Su informe impresionó al Comité Nacional. Prieto hizo el suyo, en el que afirmó que su destitución de la cartera de Defensa Nacional fue obra, no de la voluntad de Negrín, sino de la de los rusos. La publicidad dada a su informe lo hace fácilmente consultable. Acabado el debate, Prieto en una conversación de pasillos con camaradas hizo, sin querer, un juicio crítico del informe: «Después de pronunciar mi discurso he descansado como se descansa al terminar de…». Infinitivo de un verbo que no se conjuga en público. El juicio de otros camaradas que llegó hasta mí concuerda con el del autor: «Mezquino y áspero».

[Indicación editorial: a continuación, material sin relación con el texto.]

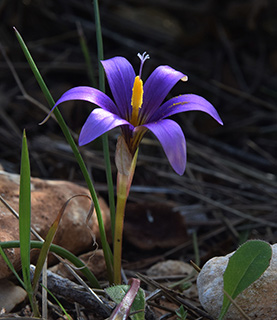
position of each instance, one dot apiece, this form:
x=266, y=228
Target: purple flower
x=139, y=107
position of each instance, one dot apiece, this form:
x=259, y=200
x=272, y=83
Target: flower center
x=137, y=95
x=136, y=100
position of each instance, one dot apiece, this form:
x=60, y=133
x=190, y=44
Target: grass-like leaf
x=58, y=302
x=25, y=217
x=78, y=157
x=245, y=266
x=48, y=241
x=130, y=298
x=60, y=252
x=10, y=265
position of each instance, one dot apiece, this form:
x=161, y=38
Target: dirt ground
x=228, y=49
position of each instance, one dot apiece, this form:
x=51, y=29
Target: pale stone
x=258, y=301
x=48, y=197
x=10, y=295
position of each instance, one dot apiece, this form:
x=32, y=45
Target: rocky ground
x=228, y=193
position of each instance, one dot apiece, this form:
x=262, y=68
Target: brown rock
x=47, y=198
x=258, y=301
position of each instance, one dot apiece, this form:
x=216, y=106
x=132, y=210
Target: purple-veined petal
x=87, y=94
x=157, y=87
x=121, y=76
x=97, y=123
x=186, y=102
x=173, y=142
x=91, y=95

El ambiente de la reunión fue contrario a las tesis de Prieto, y este, que debió darse cuenta de ello, presentó su dimisión de ejecutivo con carácter irrevocable, rogando que se eviten las apelaciones y las súplicas, ya que su resolución era inmodificable. Lamoneda discurrió una fórmula más y, sin aceptar la dimisión de Prieto, se le autorizó para que no concurriera a las reuniones. Esta confrontación de las posiciones Prieto–Negrín tuvo, en la esfera oficial, una repercusión que no siguió adelante. El lunes, día ocho, a primera hora de la mañana, el Presidente me dio la orden siguiente: «Encárguese personalmente, sin que nadie se entere, de separar los papeles personales de ese archivo. Sólo los personales, y le ruego que el trabajo lo haga usted mismo, sin confiárselo a otra persona, por mucha seguridad que le inspire. Lo más tarde mañana debe tenerlos en su casa». Después me enteré que el Presidente estaba procediendo al mismo trabajo y que, en cambio, sus secretarios tenían orden de buscarle un piso en la ciudad. Crisis. El martes, momentos antes de que se reuniera el Gobierno, vi al Presidente de mejor humor. Antes de terminar el Consejo salió de viaje. Se fue a Balaguer, donde no se nos acababa de lograr una operación militar.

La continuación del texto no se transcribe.